Regia di Giulio Manfredonia vedi scheda film
Accompagnato da didascalie in sovrimpressione e dalla funzione di didascalia vivente di Stefano Accorsi, il film di Manfredonia esegue con la legge 109 un’operazione molto simile a quella fatta dal precedente Si può fare (qui esplicitamente citato) con la legge Basaglia. Seguendo il protagonista, impiegato del nord dipendente da ansiolitici, nell’avventura di una cooperativa “sgarrupata” sul terreno sottratto, per legge, a un boss incarcerato, declina inizialmente in commedia corale il tema dei beni confiscati alle mafie.
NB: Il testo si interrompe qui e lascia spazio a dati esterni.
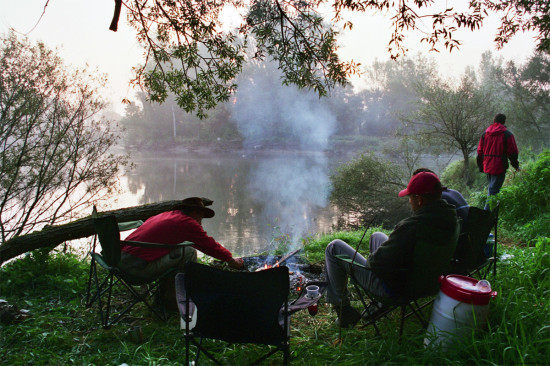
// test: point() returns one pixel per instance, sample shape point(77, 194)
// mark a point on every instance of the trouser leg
point(495, 184)
point(337, 272)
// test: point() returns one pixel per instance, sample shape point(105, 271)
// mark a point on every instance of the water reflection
point(256, 197)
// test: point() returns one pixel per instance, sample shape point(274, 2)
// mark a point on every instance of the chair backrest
point(470, 253)
point(238, 307)
point(432, 256)
point(108, 234)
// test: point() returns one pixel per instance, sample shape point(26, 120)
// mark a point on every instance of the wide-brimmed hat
point(422, 183)
point(198, 203)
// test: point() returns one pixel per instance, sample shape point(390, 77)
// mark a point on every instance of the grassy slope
point(61, 331)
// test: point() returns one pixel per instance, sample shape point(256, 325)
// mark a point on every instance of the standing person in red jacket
point(173, 227)
point(496, 146)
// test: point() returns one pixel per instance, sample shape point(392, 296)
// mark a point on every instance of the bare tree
point(54, 147)
point(452, 118)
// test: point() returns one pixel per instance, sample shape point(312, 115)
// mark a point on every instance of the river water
point(260, 199)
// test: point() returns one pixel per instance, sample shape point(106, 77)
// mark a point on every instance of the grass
point(62, 331)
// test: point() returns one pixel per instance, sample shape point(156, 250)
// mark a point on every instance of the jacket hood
point(495, 129)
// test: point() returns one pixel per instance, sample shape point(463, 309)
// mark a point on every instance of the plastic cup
point(312, 291)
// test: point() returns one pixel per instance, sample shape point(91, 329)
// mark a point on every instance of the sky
point(79, 30)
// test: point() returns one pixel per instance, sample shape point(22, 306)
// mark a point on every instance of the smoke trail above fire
point(296, 181)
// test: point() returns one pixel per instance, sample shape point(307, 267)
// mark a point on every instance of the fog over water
point(283, 185)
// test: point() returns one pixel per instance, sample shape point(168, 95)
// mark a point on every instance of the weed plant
point(62, 331)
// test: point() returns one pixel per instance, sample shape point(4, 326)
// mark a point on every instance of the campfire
point(300, 272)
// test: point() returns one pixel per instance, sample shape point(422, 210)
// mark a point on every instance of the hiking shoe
point(347, 316)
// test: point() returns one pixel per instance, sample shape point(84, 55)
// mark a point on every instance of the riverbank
point(60, 330)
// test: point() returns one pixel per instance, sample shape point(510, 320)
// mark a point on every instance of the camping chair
point(122, 226)
point(141, 289)
point(471, 255)
point(431, 258)
point(237, 307)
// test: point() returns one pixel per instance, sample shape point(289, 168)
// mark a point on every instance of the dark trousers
point(495, 183)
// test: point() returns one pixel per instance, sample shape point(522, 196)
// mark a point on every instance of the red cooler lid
point(466, 289)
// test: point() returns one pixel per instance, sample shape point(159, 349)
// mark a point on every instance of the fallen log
point(52, 236)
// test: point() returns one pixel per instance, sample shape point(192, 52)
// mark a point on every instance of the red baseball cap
point(422, 183)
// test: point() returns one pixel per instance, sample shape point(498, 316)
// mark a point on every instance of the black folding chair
point(237, 307)
point(100, 284)
point(432, 258)
point(471, 257)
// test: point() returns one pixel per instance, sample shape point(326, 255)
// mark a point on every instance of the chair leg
point(106, 323)
point(89, 287)
point(402, 321)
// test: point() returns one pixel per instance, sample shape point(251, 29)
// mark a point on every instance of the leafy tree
point(367, 187)
point(196, 56)
point(452, 118)
point(54, 155)
point(524, 91)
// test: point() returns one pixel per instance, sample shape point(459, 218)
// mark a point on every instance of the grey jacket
point(394, 257)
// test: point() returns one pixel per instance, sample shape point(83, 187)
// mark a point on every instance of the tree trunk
point(52, 236)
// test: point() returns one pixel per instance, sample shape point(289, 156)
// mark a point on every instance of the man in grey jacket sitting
point(391, 256)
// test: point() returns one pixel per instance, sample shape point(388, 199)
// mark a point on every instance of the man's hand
point(236, 263)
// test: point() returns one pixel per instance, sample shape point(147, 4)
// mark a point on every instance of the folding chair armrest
point(129, 225)
point(345, 258)
point(156, 245)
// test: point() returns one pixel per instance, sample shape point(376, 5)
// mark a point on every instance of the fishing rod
point(367, 227)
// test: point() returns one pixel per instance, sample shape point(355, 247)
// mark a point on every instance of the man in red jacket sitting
point(173, 227)
point(496, 146)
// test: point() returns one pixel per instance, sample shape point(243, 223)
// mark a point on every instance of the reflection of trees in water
point(245, 222)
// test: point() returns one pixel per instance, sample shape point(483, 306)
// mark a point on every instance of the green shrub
point(525, 201)
point(452, 177)
point(367, 186)
point(59, 273)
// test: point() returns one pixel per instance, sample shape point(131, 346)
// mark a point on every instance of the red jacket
point(173, 227)
point(495, 147)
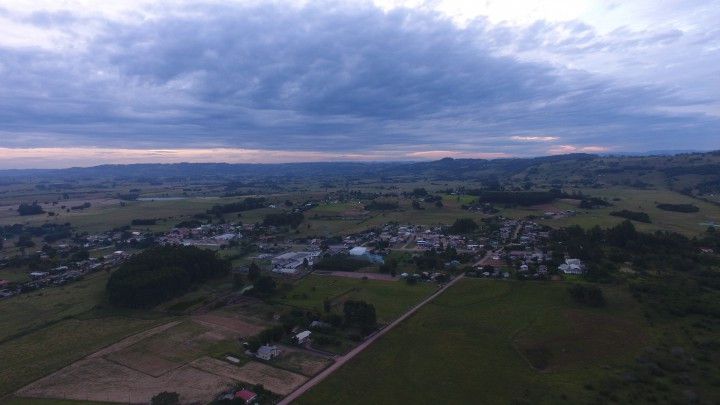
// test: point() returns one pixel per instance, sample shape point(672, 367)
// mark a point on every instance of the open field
point(27, 358)
point(26, 312)
point(176, 356)
point(389, 298)
point(105, 214)
point(644, 200)
point(467, 346)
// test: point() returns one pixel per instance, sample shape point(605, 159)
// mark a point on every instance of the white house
point(572, 266)
point(291, 262)
point(303, 336)
point(267, 352)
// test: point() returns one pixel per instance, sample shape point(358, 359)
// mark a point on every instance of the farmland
point(481, 333)
point(390, 298)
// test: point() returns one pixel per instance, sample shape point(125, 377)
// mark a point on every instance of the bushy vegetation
point(162, 273)
point(638, 216)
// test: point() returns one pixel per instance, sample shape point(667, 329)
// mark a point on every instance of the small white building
point(292, 262)
point(572, 266)
point(303, 337)
point(359, 251)
point(267, 352)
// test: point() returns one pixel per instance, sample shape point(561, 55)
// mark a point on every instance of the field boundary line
point(341, 361)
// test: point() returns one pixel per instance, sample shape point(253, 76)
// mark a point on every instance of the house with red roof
point(246, 396)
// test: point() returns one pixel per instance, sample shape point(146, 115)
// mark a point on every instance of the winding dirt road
point(340, 361)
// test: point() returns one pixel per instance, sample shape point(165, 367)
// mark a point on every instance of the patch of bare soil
point(274, 379)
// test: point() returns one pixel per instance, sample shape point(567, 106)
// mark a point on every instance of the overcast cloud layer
point(363, 81)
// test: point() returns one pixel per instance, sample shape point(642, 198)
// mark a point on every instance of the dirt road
point(364, 345)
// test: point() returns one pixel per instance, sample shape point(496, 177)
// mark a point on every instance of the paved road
point(364, 345)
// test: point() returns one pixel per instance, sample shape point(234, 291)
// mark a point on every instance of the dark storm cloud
point(324, 77)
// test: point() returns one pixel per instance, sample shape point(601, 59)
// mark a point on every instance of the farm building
point(267, 352)
point(292, 262)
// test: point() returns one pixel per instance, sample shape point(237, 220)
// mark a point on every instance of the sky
point(88, 82)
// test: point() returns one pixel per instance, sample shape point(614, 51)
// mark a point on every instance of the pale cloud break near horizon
point(86, 82)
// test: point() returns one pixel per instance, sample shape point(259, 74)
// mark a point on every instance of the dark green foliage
point(166, 398)
point(633, 215)
point(162, 273)
point(678, 207)
point(587, 295)
point(30, 209)
point(463, 225)
point(340, 262)
point(291, 219)
point(360, 313)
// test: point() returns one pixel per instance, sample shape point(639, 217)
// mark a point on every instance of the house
point(358, 251)
point(267, 352)
point(303, 337)
point(247, 396)
point(291, 262)
point(572, 266)
point(320, 325)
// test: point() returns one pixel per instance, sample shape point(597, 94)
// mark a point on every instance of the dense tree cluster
point(162, 273)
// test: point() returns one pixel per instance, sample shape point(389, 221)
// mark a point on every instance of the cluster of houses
point(206, 235)
point(294, 262)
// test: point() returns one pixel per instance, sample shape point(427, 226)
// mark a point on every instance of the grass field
point(471, 345)
point(46, 330)
point(645, 200)
point(390, 298)
point(41, 352)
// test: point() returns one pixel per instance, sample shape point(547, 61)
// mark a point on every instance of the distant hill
point(689, 173)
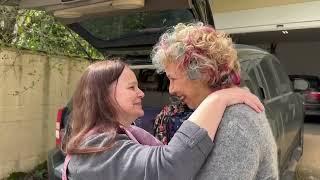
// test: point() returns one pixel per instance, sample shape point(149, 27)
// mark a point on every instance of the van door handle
point(293, 109)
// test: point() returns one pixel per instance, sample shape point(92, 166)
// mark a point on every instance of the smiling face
point(191, 92)
point(129, 97)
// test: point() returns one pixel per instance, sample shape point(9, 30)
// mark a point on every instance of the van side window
point(270, 77)
point(285, 84)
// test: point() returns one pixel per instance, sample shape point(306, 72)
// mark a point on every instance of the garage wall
point(32, 88)
point(301, 57)
point(298, 57)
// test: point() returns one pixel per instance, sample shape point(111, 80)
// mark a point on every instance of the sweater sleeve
point(237, 150)
point(181, 159)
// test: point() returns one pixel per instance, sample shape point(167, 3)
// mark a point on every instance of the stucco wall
point(32, 88)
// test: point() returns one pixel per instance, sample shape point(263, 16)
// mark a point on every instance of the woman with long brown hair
point(104, 145)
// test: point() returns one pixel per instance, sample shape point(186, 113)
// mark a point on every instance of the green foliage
point(38, 31)
point(40, 172)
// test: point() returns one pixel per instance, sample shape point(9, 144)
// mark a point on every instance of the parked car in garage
point(130, 28)
point(263, 75)
point(310, 91)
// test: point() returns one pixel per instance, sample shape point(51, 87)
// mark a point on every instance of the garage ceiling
point(299, 35)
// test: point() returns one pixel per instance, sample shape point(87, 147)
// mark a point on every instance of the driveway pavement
point(309, 164)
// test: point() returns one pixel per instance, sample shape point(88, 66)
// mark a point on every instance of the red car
point(311, 92)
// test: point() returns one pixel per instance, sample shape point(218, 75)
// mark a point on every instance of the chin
point(140, 114)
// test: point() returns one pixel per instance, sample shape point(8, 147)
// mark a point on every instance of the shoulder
point(241, 121)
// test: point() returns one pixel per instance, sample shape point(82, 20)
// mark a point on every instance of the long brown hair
point(93, 107)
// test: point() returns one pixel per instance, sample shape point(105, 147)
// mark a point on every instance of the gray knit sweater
point(127, 160)
point(244, 148)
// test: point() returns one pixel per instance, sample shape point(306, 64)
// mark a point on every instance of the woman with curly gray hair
point(199, 61)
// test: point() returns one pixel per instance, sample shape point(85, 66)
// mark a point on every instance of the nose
point(140, 93)
point(171, 89)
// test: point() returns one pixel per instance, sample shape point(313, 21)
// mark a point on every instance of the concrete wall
point(298, 57)
point(32, 88)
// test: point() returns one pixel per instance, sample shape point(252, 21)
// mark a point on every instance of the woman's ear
point(206, 76)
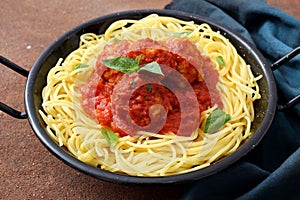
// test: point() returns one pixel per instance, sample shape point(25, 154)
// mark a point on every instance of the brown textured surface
point(27, 169)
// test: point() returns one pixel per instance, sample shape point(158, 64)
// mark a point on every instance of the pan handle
point(3, 107)
point(279, 63)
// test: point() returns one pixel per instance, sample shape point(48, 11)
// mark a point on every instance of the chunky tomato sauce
point(147, 101)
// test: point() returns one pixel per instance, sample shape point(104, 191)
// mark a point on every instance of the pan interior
point(264, 108)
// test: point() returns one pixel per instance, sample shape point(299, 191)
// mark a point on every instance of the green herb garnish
point(129, 65)
point(179, 34)
point(111, 137)
point(220, 60)
point(80, 65)
point(149, 87)
point(216, 120)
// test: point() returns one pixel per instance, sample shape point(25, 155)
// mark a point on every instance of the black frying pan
point(265, 108)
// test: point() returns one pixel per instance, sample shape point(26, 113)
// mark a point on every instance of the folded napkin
point(272, 169)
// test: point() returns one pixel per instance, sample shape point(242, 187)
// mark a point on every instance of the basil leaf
point(122, 64)
point(152, 67)
point(179, 34)
point(220, 60)
point(110, 137)
point(80, 65)
point(128, 65)
point(216, 120)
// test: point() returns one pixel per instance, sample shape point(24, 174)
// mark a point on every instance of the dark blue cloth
point(272, 169)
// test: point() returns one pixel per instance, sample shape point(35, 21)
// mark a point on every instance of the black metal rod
point(3, 107)
point(289, 104)
point(13, 66)
point(285, 58)
point(12, 112)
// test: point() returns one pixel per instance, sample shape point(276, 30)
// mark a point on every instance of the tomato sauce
point(147, 101)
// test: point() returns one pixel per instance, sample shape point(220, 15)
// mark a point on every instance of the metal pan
point(265, 108)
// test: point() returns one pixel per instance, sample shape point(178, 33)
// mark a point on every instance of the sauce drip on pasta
point(177, 54)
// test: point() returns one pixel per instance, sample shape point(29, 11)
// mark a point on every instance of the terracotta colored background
point(27, 169)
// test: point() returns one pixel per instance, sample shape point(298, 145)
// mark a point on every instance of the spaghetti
point(150, 154)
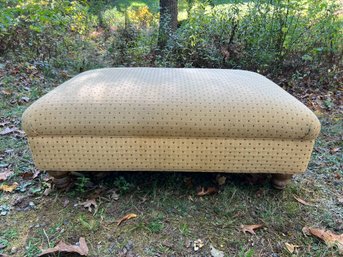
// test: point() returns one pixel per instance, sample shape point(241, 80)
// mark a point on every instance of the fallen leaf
point(335, 150)
point(126, 217)
point(65, 203)
point(208, 191)
point(8, 130)
point(9, 189)
point(89, 204)
point(291, 247)
point(5, 92)
point(35, 174)
point(220, 180)
point(198, 244)
point(4, 175)
point(81, 248)
point(302, 201)
point(250, 228)
point(330, 239)
point(48, 190)
point(188, 181)
point(215, 252)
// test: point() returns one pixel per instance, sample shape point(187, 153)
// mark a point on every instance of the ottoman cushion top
point(170, 102)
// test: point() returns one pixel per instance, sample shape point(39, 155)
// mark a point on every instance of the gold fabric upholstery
point(170, 119)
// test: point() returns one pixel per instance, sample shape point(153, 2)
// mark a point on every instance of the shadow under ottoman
point(168, 119)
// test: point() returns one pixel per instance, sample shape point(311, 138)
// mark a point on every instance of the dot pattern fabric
point(90, 153)
point(170, 120)
point(171, 103)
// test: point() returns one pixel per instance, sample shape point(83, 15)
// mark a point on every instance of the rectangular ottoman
point(169, 119)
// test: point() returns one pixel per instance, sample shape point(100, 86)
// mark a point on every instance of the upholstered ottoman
point(166, 119)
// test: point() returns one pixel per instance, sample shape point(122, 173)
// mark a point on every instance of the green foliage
point(47, 28)
point(269, 36)
point(122, 185)
point(260, 35)
point(156, 224)
point(82, 183)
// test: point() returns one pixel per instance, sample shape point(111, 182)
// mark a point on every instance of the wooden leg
point(61, 178)
point(280, 181)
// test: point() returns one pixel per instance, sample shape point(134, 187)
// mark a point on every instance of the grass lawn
point(170, 215)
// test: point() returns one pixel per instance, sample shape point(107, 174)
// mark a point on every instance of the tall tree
point(168, 21)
Programmaticamente variopinti (per non escludere alcuna diversità, ci sono un immigrato africano, una coppia omosessuale e un paraplegico), i componenti della sgangherata associazione antimafia trasformano la terra incolta in prolifica cornucopia di prodotti biologici, con l’aiuto dell’ex fattore del boss (un Sergio Rubini dialettale e gigione, due spanne sopra il resto del cast), ma affermare la legalità sull’abitudine all’omertà e al dolo si rivela impresa drammatica e (quasi) impossibile. Prodotto didattico dall’intento nobile, La nostra terra si crogiola in una comicità folkloristica spesso ammuffita, mette in bocca al personaggio di Accorsi lunghe parentesi esplicative e imbastisce una sottotrama romantica di scarsissima utilità. Ma ha il pregio di far passare, soprattutto per un pubblico più giovane, concetti non banali sulla radicata ottusità della connivenza, sul modo in cui ragionare “come la mafia” sia tanto deleterio quanto facile, sulle ragioni di un male nazionale.